Somehow it all connected for me that day. The running high, the music, the camaraderie among the active. I love it, I love it, and I want some more of it.

Friday, July 11, 2008

The First Name Expletive

Just for a second pretend you are me. If I asked you politely “Where would you like to go for dinner tonight?” Of the following two replies, take a guess at which one drives me bonkers.

A. It doesn't matter to me, you choose.
B. It doesn’t matter to me, KIM, you choose.

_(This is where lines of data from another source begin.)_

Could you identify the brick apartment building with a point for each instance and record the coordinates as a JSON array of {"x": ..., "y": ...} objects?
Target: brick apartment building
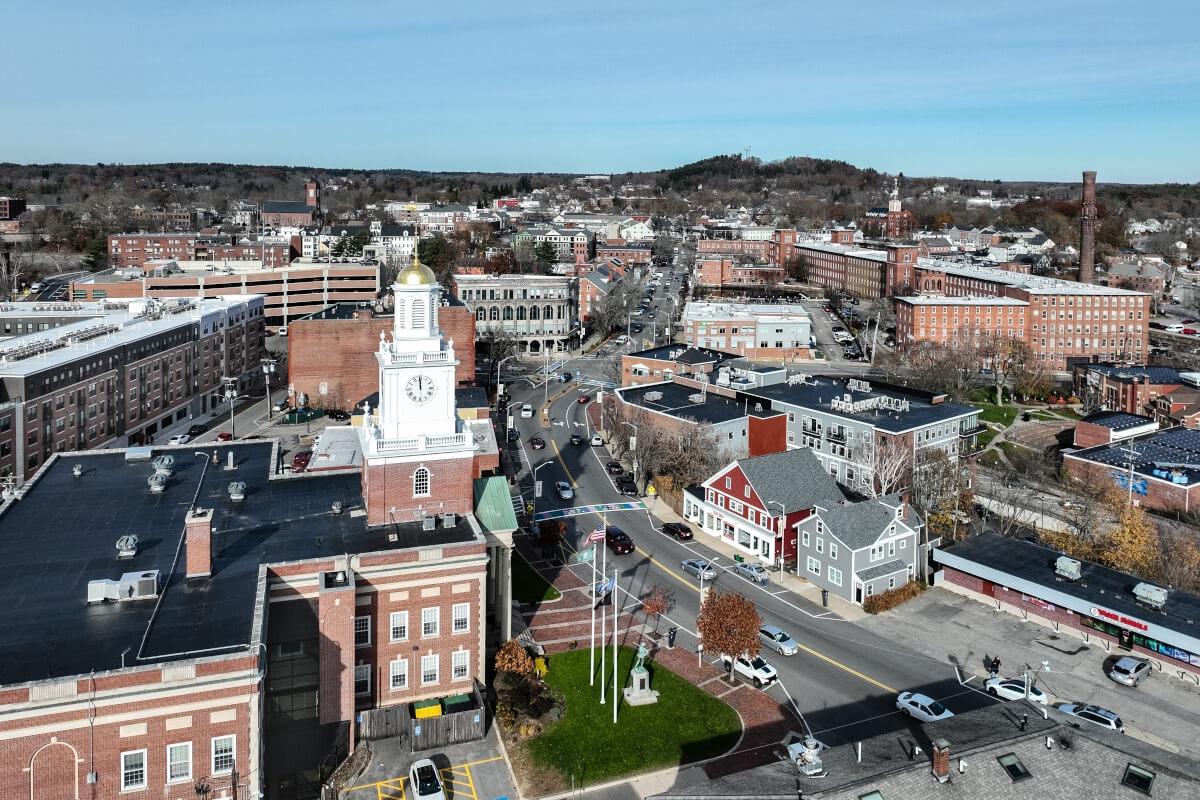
[
  {"x": 136, "y": 251},
  {"x": 733, "y": 271},
  {"x": 247, "y": 660},
  {"x": 11, "y": 208},
  {"x": 539, "y": 311},
  {"x": 294, "y": 214},
  {"x": 1065, "y": 320},
  {"x": 81, "y": 376},
  {"x": 756, "y": 331},
  {"x": 289, "y": 292},
  {"x": 331, "y": 358}
]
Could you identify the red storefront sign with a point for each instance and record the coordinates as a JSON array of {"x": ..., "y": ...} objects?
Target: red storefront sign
[{"x": 1120, "y": 619}]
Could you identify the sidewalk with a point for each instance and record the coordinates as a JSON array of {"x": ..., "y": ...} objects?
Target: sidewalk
[{"x": 790, "y": 581}]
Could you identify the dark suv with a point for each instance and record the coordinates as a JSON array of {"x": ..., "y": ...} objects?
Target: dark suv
[{"x": 618, "y": 541}]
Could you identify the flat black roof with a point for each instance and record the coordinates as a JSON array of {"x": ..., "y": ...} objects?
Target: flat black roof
[
  {"x": 820, "y": 391},
  {"x": 1097, "y": 584},
  {"x": 63, "y": 533},
  {"x": 679, "y": 401}
]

If you chose option B, YOU ARE CORRECT. I hate the first name expletive. Putting emphasis on the name in a sentence is like saying mean things without having to use the mean words. Example:

It doesn’t matter to me, KIM, you choose sounds like “Kim, I really don’t give a shit. Just pick a place and let’s go. No need to have a discussion over what to stuff in our mouths. It’s just fat and calories anyway. Who cares?”

Whereas;

It doesn’t matter to me, you choose sounds like sing song. “Oh, it doesn’t really matter to me, I’m simply along for the ride, and to enjoy your pleasant company. So you decide and I’ll be happy no matter what.”

See what I mean?!?!?!?!?

Putting the first name expletive in there is so direct and personal and to the point and mean. It brings seriousness to the conversation. I don’t like seriousness. Seriously!

Don’t call me Kim. Or, I won’t ask you to dinner anymore.